Portland General Electric's first quarter earnings were released via our earnings press release and the Form 10-Q before the market opened today and the release is available on our Web site at portlandgeneral.com.
The company undertakes no obligation to update publicly any forward-looking statements whether as a result of new information, future events or otherwise and the Safe Harbor statement should be incorporated as part of any transcript of this call.
Leading our discussion today are Jim Piro, President and CEO and Jim Lobdell, Senior Vice President of Finance, Chief Financial Officer and Treasurer. Following our prepared remarks we will open the line up for your questions. And now it's my pleasure to turn the call over to our CEO, Jim Piro..
Thanks Bill. Good morning and thank you for joining us. Welcome to Portland General Electric's first quarter 2016 earnings call.

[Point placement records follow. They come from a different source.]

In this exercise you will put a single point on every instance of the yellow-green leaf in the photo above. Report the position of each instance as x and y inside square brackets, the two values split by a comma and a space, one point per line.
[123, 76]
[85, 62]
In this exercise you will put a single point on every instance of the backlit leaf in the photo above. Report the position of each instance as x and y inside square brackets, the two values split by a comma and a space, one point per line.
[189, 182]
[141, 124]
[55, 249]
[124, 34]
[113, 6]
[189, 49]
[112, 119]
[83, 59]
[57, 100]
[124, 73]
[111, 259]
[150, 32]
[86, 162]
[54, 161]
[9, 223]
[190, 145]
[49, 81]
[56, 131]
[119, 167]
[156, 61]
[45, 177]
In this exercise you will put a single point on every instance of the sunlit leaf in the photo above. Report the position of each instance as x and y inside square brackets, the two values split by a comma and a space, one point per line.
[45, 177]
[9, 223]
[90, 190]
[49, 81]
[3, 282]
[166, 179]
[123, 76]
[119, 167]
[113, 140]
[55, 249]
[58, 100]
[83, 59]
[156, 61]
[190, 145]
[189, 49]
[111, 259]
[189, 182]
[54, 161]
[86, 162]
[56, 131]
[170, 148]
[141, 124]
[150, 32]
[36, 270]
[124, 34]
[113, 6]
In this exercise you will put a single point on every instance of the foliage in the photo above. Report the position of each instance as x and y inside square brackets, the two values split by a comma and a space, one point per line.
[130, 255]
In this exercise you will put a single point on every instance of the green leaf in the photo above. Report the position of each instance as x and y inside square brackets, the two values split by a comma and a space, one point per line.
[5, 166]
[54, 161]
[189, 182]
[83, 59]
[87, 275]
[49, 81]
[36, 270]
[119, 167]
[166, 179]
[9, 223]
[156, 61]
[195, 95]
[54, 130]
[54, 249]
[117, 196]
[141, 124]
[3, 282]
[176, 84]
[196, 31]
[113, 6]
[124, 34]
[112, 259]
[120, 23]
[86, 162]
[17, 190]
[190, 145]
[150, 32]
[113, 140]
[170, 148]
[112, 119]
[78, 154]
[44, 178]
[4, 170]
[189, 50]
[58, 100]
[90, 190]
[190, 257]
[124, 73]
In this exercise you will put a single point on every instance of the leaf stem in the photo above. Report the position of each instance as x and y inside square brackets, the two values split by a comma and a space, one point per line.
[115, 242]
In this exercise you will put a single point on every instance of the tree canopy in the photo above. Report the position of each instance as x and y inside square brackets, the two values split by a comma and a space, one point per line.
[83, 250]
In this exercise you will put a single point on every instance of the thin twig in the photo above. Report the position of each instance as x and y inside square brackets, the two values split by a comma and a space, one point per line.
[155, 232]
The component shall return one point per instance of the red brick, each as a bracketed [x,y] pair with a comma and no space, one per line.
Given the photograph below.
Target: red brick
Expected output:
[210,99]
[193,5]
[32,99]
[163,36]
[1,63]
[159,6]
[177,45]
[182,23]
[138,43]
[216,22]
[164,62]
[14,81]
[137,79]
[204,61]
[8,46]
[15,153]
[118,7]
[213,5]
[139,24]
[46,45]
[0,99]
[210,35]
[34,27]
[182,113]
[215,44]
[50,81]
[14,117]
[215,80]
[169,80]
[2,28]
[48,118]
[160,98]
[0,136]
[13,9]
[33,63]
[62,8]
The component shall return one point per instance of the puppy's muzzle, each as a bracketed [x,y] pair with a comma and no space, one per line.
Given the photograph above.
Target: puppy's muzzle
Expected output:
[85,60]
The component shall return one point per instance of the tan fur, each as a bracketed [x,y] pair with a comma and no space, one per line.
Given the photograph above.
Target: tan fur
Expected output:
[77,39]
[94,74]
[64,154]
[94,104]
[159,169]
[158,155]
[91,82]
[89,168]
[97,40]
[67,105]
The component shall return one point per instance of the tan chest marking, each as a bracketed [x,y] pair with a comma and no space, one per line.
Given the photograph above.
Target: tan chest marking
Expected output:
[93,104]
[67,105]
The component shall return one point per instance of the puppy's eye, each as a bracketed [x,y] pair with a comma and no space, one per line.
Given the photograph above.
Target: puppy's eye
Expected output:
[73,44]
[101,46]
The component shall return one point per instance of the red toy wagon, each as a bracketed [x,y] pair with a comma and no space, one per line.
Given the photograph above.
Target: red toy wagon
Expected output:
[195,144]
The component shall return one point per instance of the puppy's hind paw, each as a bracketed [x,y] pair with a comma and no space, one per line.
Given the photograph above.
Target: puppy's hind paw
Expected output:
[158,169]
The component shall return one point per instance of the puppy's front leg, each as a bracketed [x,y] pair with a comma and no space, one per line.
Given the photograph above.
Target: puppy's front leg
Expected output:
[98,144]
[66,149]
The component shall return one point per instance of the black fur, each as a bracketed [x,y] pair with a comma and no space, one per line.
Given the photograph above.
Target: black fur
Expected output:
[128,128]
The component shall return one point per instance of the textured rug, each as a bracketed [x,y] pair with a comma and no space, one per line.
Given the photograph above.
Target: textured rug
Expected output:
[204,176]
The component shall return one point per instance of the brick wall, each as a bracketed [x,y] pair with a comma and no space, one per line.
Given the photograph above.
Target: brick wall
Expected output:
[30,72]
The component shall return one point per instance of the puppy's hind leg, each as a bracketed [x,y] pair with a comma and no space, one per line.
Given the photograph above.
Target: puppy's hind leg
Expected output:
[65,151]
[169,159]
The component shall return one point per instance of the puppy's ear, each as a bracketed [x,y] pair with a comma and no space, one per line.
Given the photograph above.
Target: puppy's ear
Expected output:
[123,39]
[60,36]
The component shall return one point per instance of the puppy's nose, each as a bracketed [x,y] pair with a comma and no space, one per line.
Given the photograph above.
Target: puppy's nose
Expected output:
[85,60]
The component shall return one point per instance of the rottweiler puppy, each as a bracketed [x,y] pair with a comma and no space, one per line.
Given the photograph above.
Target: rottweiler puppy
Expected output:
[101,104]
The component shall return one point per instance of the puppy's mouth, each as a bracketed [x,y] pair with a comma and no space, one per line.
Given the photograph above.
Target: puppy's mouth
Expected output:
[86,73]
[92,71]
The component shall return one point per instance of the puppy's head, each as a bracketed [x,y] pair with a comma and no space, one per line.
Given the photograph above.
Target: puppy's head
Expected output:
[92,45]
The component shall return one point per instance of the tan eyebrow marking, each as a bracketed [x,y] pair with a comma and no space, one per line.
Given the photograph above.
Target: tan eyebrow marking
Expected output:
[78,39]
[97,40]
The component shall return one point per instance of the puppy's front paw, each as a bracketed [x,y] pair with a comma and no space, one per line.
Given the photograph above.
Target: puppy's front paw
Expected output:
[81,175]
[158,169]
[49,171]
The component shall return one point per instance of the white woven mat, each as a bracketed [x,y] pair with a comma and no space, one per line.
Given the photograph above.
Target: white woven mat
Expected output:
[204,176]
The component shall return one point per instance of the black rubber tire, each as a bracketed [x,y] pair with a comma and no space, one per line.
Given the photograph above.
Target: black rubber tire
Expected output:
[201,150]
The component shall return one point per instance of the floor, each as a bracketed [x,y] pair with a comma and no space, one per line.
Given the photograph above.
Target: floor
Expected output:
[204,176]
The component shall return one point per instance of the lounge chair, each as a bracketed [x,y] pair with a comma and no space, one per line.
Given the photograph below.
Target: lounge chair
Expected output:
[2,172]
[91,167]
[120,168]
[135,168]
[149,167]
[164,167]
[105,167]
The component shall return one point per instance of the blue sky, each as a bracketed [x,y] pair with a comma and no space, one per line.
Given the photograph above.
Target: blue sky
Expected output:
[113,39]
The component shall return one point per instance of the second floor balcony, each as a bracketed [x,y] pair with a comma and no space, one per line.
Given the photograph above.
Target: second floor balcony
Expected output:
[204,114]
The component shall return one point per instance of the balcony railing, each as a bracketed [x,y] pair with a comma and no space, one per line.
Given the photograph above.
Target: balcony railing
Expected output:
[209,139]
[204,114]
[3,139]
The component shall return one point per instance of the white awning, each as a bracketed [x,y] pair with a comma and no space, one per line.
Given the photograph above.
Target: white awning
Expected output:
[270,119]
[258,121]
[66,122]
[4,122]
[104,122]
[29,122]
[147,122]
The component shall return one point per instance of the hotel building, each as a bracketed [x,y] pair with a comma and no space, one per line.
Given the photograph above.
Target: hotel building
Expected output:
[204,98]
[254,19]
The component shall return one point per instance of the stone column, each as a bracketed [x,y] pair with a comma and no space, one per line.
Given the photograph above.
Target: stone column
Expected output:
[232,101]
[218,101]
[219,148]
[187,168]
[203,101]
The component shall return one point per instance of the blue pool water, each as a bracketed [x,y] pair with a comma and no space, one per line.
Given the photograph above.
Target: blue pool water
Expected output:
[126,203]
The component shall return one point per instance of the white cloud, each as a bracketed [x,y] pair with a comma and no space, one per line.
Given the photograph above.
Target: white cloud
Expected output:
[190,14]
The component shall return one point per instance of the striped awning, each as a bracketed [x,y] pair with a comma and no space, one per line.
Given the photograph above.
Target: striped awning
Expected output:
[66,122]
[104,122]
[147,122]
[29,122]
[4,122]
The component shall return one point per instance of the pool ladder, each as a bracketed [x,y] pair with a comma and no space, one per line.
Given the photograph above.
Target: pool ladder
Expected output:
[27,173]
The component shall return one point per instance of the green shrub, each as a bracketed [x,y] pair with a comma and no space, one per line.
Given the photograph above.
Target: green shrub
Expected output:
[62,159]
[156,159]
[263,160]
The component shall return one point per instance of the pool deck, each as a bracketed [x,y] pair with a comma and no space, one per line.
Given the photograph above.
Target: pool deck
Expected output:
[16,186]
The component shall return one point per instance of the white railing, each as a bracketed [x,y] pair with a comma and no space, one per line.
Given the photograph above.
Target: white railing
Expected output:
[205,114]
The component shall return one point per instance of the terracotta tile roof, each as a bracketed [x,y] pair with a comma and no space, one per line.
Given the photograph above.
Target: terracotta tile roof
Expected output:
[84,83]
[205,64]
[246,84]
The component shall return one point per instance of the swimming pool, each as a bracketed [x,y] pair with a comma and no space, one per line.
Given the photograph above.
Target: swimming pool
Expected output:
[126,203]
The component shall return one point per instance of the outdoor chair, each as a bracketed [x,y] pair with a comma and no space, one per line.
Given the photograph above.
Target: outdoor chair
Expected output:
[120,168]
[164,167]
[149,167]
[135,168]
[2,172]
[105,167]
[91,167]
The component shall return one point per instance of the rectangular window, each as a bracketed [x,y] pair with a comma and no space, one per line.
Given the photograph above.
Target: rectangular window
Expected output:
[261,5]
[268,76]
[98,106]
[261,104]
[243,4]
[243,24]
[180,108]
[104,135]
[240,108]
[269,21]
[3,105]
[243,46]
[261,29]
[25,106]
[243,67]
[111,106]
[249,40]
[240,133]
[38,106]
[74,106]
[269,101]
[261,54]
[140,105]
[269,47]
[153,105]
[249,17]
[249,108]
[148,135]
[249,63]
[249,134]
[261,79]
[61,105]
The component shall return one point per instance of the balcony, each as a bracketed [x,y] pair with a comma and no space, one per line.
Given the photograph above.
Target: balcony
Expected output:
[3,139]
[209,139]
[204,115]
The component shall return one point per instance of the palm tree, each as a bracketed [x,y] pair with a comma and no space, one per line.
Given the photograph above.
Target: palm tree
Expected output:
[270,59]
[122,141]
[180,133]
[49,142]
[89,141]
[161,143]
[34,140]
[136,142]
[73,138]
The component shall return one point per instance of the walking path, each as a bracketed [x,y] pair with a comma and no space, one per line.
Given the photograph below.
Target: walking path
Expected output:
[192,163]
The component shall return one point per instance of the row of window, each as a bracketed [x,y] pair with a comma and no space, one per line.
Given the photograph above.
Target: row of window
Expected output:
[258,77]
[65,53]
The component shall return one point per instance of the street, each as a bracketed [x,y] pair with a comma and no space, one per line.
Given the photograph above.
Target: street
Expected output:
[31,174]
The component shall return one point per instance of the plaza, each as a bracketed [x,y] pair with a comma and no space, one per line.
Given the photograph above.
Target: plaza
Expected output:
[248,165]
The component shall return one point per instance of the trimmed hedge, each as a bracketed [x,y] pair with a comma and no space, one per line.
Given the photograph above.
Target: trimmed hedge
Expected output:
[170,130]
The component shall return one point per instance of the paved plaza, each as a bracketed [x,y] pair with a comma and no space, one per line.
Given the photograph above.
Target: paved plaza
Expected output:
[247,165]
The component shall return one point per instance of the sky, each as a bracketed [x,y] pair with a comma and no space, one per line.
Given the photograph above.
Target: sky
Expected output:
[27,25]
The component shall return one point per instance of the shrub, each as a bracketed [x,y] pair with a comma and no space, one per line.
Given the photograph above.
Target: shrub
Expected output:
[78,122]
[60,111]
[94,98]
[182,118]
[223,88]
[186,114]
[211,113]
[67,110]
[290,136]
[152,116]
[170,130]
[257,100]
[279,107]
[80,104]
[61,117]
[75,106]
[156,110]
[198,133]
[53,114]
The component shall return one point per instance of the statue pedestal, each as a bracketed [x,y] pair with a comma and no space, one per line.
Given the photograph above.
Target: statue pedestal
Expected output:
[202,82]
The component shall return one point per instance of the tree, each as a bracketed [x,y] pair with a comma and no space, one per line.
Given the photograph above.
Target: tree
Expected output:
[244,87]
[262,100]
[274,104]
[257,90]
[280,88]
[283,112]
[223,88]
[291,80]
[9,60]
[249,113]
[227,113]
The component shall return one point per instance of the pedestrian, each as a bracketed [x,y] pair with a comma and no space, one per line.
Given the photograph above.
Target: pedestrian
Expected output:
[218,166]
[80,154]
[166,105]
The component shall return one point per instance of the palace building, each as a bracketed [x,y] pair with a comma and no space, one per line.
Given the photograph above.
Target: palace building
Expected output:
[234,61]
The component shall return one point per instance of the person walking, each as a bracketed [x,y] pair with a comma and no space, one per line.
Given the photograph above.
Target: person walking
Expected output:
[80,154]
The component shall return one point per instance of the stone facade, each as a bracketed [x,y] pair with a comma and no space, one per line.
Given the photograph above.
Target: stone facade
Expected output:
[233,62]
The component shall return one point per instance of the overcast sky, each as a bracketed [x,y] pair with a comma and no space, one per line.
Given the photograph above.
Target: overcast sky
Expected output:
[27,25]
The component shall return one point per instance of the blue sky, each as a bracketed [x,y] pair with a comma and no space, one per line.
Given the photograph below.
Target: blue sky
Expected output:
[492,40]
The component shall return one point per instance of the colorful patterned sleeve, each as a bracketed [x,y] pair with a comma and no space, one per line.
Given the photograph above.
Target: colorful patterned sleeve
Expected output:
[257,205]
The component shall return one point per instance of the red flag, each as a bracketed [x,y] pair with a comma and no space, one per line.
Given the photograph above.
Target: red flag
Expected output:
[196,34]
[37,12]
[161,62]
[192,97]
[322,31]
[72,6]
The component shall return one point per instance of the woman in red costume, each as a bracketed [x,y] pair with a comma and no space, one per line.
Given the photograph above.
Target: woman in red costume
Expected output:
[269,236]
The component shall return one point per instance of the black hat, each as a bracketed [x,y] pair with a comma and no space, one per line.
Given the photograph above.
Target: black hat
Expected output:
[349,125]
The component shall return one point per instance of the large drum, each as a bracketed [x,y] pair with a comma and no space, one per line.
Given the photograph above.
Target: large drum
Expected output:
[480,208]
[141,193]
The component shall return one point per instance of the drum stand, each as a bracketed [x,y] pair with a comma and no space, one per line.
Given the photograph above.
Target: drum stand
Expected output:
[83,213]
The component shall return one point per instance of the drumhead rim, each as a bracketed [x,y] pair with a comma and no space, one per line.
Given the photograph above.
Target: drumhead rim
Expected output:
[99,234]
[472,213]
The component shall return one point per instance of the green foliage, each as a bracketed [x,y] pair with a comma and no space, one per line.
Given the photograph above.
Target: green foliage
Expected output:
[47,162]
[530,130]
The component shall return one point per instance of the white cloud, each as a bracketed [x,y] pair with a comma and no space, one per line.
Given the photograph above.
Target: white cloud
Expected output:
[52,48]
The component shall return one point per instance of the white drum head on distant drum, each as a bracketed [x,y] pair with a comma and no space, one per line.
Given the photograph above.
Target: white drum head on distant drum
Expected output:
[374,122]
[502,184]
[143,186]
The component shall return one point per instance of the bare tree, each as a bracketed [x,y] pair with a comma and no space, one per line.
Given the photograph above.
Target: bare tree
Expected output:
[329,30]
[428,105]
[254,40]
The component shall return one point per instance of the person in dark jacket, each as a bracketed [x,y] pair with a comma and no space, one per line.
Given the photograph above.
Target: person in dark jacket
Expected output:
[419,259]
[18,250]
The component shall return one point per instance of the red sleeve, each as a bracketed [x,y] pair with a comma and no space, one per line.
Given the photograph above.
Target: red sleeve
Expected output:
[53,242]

On today's call I will provide an update on our financial and operating performance, the economy in our operating area and construction progress on our new Carty Generating Station and our capital expenditure forecast, our plan to request an accelerated renewable RFP, Oregon’s new landmark energy bill referred to as Oregon clean electric plants and our 2016 integrated resource plan.
I’ll then turn the call over to Jim Lobdell who will provide more details on our financial performance and revised earnings guidance and review our dividend increase.
As reported on slide 4, we reported net income of $0.68 per diluted share in the first quarter of 2016 compared with net income of $50 million or $0.62 per diluted share in the first quarter of 2015. Net income was higher due to cooler winter temperatures in the first quarter of 2016 versus the record warm temperatures in the first quarter of 2015.
As well as the extra day in February for leap year. Contributing to a 2.7% increase in retail energy delivery, while our temperatures were favorable on an quarter-over-quarter basis, the first quarter of 2016 was also an seasonably warm, with seasonally degree [ph] days 15% below the 15 year average.
As a result of an seasonally warm weather and unfavorable wind production in 2016 as well as the incremental cost of complete Catry that are not included in customer prices in our 2016 general rate case, PGE is revising 2016 earnings guidance down by $0.15 to $2.05 to $2.20 per diluted share.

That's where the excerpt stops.